À moins d’un subventionnement quasi-intégral pour faire circuler des cabines vides, il est possible que son exploitation soit abandonnée en dehors de la saison touristique, faute de passagers, comme les navettes municipales et comme tous les ascenseurs valléens.

La région Auvergne-Rhône-Alpes a prévu de financer le projet à hauteur de plusieurs millions d'euros. Elle n'a pas compétence en matière de transport touristique, et ne peut financer que des transports urbains. La dépense d'argent publique serait donc particulièrement inefficace.


Transport Touristique

Il est estimé à 144000 allers-retours par an.

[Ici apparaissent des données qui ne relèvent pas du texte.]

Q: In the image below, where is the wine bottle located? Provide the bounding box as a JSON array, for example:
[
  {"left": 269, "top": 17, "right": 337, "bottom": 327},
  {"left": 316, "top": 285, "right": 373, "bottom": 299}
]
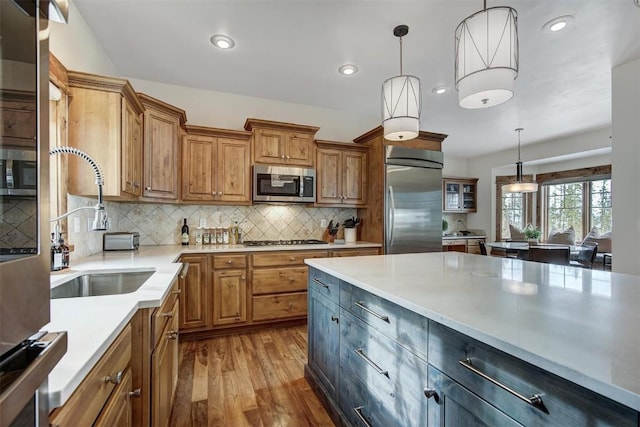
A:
[{"left": 181, "top": 218, "right": 189, "bottom": 245}]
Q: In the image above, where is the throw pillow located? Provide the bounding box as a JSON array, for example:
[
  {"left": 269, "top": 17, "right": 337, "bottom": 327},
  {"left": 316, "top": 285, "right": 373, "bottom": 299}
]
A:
[
  {"left": 509, "top": 224, "right": 525, "bottom": 240},
  {"left": 547, "top": 226, "right": 576, "bottom": 245},
  {"left": 582, "top": 228, "right": 612, "bottom": 253}
]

Pendant la saison touristique, un réseau de navettes gratuites permet de desservir la commune. Un bus parcourt toutes les heures le même trajet que l'ascenseur valléen. 7191 personnes seulement ont été transportées durant l'été 2021 et l'hiver 2021/2022 (soit l’équivalent de 3596 aller-retours). Pourtant ces bus ne sont pas totalement remplis, excepté durant les vacances d'hiver (Taux de remplissage : 94,67 % pendant les vacances d'hiver, 54,05 % le reste de cette saison, 14,81 % en été 20). On peut difficilement croire qu'il y aurait environ 40 fois plus de passagers à transporter si l'ascenseur valléen était en fonctionnement. La disponibilité de l'appareil pourrait être plus intéressante, mais pas les tarifs, étant donné la gratuité des navettes.

Skieurs

Concernant les skieurs, l'ascenseur valléen permettrait d'accéder directement à la station, mais avec quelques inconvénients majeurs :

- L'appareil n'aurait d'utilité que pour les skieurs à la journée, arrivant du bas de la vallée, pas pour les vacanciers résidents à Saint-Gervais. Ceux-ci se rendraient directement à la gare amont, les logements touristiques étant situés en grande majorité dans la partie haute de la commune.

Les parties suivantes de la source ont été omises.